Vor dem Amtsgericht steht eine 18-Jährige wegen Diebstahl

Der Polizist mit Handschellen am Hosenbund faltet ein rosafarbenes Formular und schüttelt den Kopf. Das junge Mädchen, das er gerade mitten aus einer Unterrichtsstunde in der Berufsschule abgeholt hat, damit sie sich dieses Mal nicht vor der Gerichtsverhandlung drücken kann, lacht spitzbübisch. "Hauptsache ich krieg nicht noch mal Therapie", sagt die 18-Jährige, der silberne Ohrringe auf die Schultern baumeln.
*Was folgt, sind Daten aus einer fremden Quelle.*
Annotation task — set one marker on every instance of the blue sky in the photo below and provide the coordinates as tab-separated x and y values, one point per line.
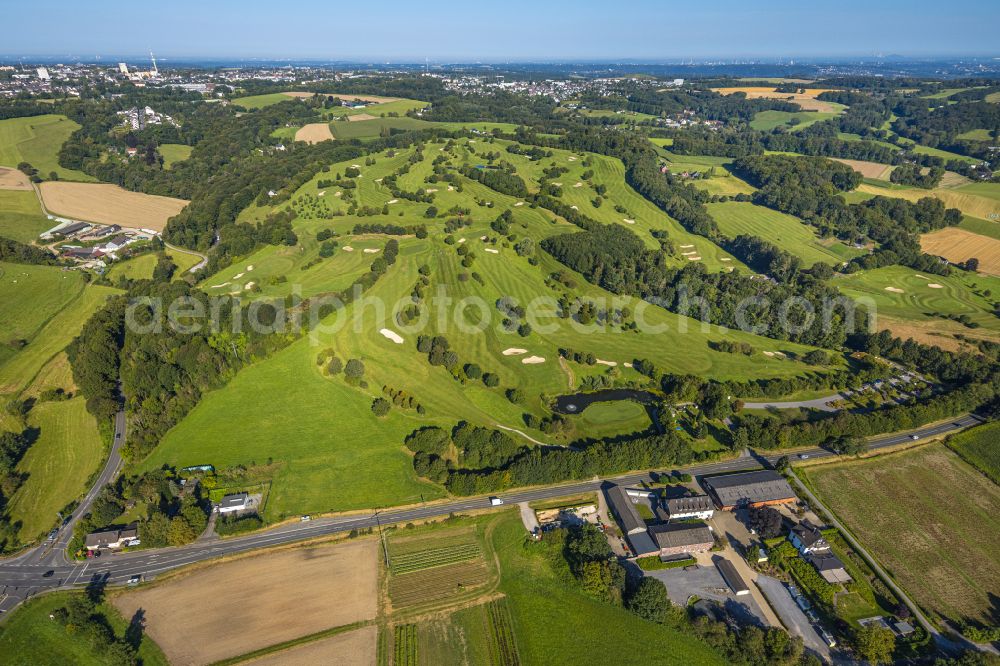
387	30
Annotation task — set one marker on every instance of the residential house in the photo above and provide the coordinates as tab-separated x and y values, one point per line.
759	488
112	539
693	506
682	538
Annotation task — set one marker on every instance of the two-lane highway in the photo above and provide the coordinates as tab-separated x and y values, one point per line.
23	577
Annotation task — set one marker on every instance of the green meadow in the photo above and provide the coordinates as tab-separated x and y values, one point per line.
37	140
21	217
787	232
333	454
173	153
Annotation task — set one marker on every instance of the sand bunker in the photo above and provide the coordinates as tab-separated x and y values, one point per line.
392	335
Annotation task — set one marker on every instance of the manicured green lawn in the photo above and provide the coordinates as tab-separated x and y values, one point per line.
979	447
787	232
58	465
554	622
37	140
21	217
29	638
174	152
917	301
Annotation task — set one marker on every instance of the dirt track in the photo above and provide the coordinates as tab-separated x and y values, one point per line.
233	608
109	204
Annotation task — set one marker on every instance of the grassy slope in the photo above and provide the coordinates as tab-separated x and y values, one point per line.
174	152
978	447
20	215
58	465
17	371
923	514
37	140
29	637
334	453
785	231
554	622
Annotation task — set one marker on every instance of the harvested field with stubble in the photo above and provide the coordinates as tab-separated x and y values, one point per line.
110	204
926	516
867	169
958	245
314	133
351	648
236	607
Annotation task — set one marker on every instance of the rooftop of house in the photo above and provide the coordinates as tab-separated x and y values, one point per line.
675	535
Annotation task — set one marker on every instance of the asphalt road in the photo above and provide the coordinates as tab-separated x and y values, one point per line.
30	574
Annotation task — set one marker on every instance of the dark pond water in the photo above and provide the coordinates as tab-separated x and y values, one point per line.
577	402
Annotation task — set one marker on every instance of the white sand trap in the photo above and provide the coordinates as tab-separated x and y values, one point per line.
392	335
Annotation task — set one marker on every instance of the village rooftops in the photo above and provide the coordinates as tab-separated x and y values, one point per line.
753	488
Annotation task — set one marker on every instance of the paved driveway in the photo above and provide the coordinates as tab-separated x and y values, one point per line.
792	616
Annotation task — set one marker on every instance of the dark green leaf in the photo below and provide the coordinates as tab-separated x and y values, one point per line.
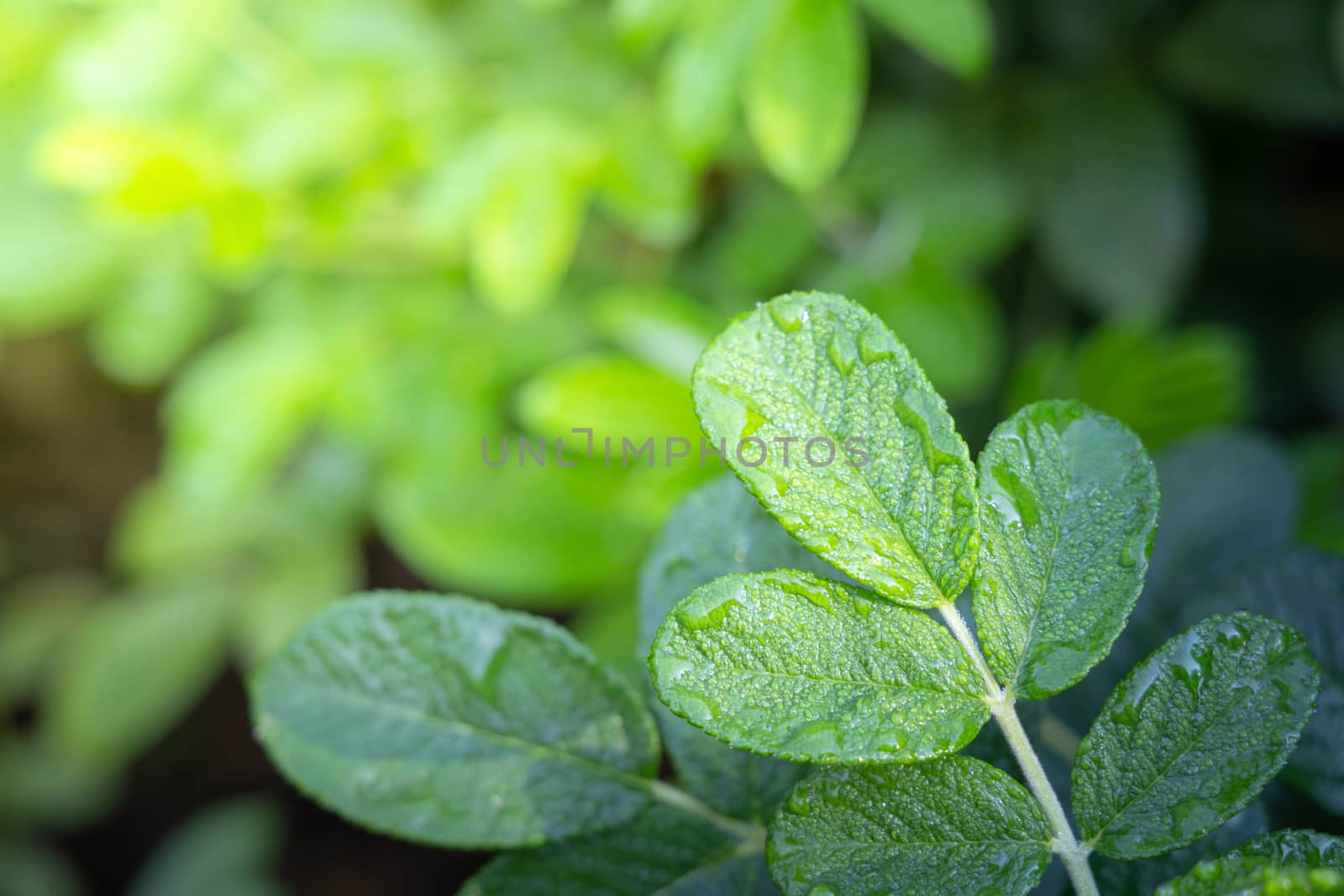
1193	734
945	828
790	665
1121	217
719	528
449	721
1068	515
895	504
804	94
958	34
660	852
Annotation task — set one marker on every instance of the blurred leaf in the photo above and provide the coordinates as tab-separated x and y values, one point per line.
945	172
228	849
699	82
1265	60
29	869
1121	212
152	322
615	396
517	738
806	90
132	668
234	417
524	233
948	320
958	34
660	852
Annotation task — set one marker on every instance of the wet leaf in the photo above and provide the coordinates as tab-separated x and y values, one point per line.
894	506
806	90
945	828
660	852
449	721
1068	510
790	665
1193	734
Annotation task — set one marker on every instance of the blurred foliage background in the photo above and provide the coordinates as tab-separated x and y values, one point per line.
269	273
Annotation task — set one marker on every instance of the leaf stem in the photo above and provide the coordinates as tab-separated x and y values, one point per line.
750	833
1066	846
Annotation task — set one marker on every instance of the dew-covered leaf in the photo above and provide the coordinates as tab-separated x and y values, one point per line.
958	34
660	852
1303	587
1193	734
1121	212
886	490
945	828
804	96
449	721
717	530
1068	513
790	665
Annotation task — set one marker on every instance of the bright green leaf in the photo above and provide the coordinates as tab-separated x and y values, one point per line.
1068	515
790	665
806	90
449	721
886	490
947	828
1193	734
958	34
717	530
660	852
134	667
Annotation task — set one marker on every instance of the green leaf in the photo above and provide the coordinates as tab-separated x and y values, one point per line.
949	826
790	665
958	34
895	506
1142	878
1267	60
1253	876
1121	212
1193	734
717	530
1068	515
1304	589
660	852
1305	848
134	667
698	87
230	849
449	721
804	96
Neben ihr sitzt klein und verhärmt ihre Mutter. Mit traurigem Blick fragt sie seufzend: "Warum denn nur schon wieder Klaudia?" Die junge Frau wippt mit den Beinen und zuckt die Schultern.
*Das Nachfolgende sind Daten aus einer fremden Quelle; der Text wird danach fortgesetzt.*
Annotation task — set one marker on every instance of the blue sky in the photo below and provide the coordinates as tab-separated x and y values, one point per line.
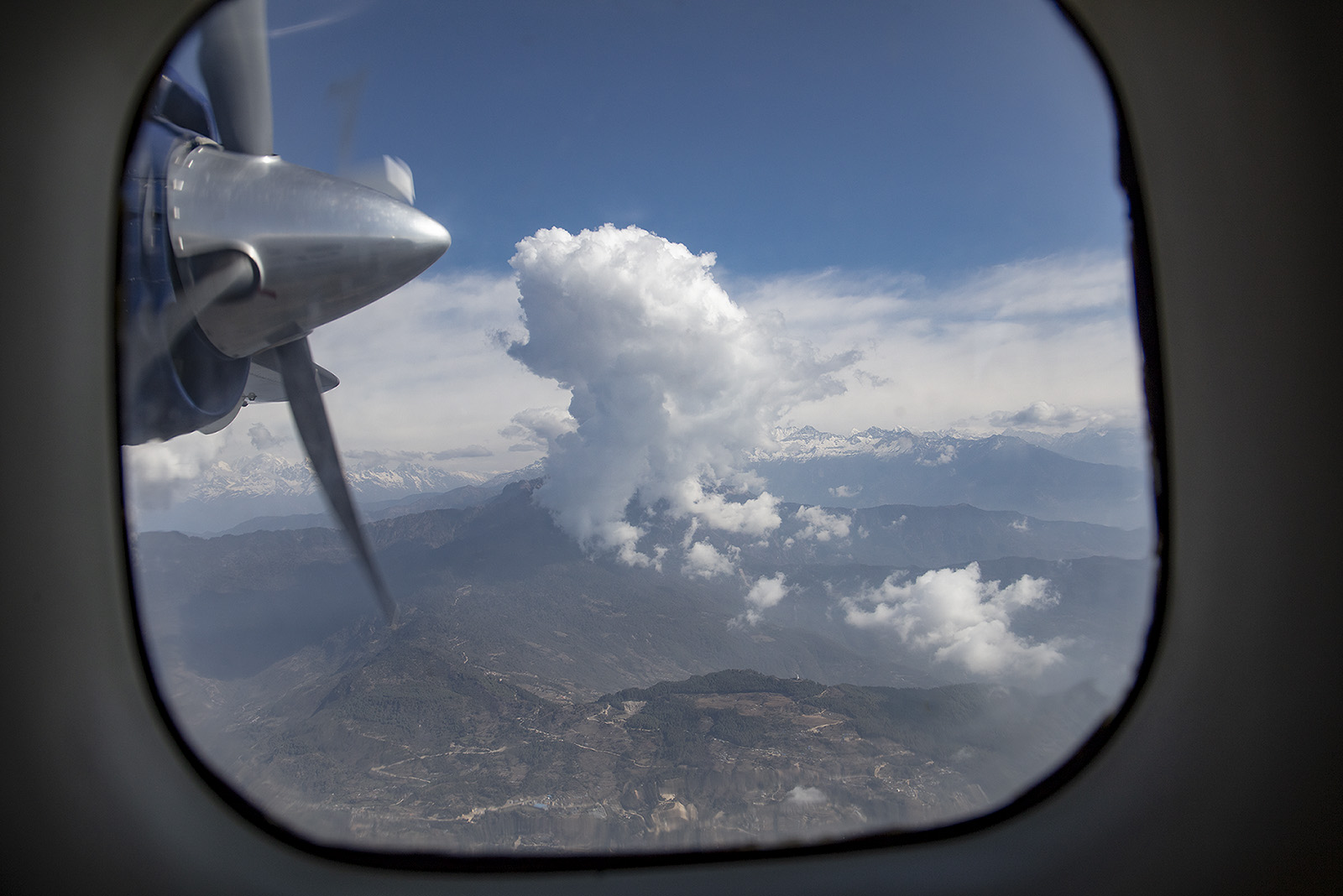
931	137
922	192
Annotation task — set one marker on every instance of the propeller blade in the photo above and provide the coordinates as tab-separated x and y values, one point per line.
306	401
235	65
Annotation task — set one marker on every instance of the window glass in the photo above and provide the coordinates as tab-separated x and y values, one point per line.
766	461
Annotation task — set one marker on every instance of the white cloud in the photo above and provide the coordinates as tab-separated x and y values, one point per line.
672	383
823	526
763	595
425	369
160	472
960	618
705	561
939	356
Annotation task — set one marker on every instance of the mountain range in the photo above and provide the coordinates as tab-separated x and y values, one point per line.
1032	474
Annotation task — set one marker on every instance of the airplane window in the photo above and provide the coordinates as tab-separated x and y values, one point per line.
763	459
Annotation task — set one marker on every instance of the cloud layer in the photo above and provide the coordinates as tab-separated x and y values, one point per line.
671	384
960	618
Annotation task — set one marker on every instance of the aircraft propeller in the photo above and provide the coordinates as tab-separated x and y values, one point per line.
264	253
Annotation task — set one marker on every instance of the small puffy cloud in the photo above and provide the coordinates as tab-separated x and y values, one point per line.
704	561
671	383
960	618
763	595
944	456
821	526
1041	414
160	472
261	438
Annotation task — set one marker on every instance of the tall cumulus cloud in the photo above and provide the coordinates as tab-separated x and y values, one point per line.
672	384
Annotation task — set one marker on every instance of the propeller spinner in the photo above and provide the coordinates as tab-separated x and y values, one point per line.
233	257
Im Amtsgericht Lüneburg ist Klaudia G. keine Unbekannte. Zum siebten Mal ist sie heute wegen Diebstahls angeklagt. "Was war denn los?", fragt der Richter. "Ich hatte Stress an dem Tag und da bin ich losgezogen", lautet die schlichte Antwort. Zwei Armbänder im Wert von zehn Euro hatte sie in ihrer Tasche verschwinden lassen. Als ein Ladendetektiv die Auszubildende dabei erwischte, reagierte sie aggressiv, beschimpfte den Mann und lieferte sich mit ihm eine Verfolgungsjagd durch die Lüneburger Innenstadt. Als der Richter den Ablauf schildert, kann sich die Angeklagte ein erneutes Lächeln nicht verkneifen.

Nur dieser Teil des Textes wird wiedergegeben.